Abstract Oxidant-mediated antibacterial response systems are broadly used to control bacterial proliferation. Hypochlorite (HOCl) is an important component of the innate immune system produced in neutrophils and specific epithelia. Its antimicrobial activity is due to damaging cellular macromolecules. Little is known about how bacteria escape HOCl-inflicted damage. Recently, the transcription factor YjiE was identified that specifically protects Escherichia coli from HOCl killing. According to its function, YjiE is now renamed HypT (hypochlorite-responsive transcription factor). Here we unravel that HypT is activated by methionine oxidation to methionine sulfoxide. Interestingly, so far only inactivation of cellular proteins by methionine oxidation has been reported. Mutational analysis revealed three methionines that are essential to confer HOCl resistance. Their simultaneous substitution by glutamine, mimicking the methionine sulfoxide state, increased the viability of E. coli cells upon HOCl stress.

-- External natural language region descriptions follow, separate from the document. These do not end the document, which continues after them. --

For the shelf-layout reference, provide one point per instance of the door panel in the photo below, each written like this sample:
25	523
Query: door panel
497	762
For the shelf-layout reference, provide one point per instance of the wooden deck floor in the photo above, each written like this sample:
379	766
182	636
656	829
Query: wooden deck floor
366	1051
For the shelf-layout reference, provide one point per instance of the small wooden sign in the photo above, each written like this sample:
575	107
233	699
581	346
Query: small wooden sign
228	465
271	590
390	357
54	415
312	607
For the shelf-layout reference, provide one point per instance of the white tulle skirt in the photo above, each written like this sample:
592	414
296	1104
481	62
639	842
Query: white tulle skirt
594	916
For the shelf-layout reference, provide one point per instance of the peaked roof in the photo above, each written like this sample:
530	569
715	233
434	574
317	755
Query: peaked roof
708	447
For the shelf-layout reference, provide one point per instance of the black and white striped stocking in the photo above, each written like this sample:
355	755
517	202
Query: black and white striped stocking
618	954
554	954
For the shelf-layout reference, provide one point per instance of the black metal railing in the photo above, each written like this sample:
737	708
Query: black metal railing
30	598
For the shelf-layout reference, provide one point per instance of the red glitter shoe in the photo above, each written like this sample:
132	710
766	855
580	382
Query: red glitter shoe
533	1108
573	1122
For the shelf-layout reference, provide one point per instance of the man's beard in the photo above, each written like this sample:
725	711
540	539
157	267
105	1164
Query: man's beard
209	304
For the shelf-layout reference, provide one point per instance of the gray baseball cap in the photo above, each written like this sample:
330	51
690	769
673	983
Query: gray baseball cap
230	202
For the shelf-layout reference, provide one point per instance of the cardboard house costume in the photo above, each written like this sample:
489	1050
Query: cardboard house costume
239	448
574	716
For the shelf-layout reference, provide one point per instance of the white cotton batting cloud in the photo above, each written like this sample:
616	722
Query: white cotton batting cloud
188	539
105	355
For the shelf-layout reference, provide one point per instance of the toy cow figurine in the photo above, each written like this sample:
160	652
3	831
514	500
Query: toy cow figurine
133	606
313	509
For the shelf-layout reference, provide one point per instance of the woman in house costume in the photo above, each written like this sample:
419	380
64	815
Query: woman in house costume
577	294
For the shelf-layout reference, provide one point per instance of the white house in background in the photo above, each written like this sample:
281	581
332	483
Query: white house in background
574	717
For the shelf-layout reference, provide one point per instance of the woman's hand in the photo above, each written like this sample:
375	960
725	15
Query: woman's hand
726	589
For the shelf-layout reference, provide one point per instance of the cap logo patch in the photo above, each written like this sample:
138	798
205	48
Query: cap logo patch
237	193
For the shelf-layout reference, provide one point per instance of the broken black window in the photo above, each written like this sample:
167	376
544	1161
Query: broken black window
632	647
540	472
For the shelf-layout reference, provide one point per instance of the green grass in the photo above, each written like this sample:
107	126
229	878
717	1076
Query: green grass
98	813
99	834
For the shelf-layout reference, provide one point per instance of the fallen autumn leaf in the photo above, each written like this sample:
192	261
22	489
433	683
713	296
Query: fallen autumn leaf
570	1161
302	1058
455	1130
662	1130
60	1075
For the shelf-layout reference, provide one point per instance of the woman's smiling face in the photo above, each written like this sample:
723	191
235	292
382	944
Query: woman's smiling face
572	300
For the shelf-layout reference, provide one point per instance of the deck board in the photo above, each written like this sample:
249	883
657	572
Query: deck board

Triple glutamine substitution generates a constitutively active HypT that regulates target genes independently of HOCl stress and permanently down-regulates intracellular iron levels. Inactivation of HypT depends on the methionine sulfoxide reductases A/B. Thus, microbial protection mechanisms have evolved along the evolution of antimicrobial control systems, allowing bacteria to survive within the host environment.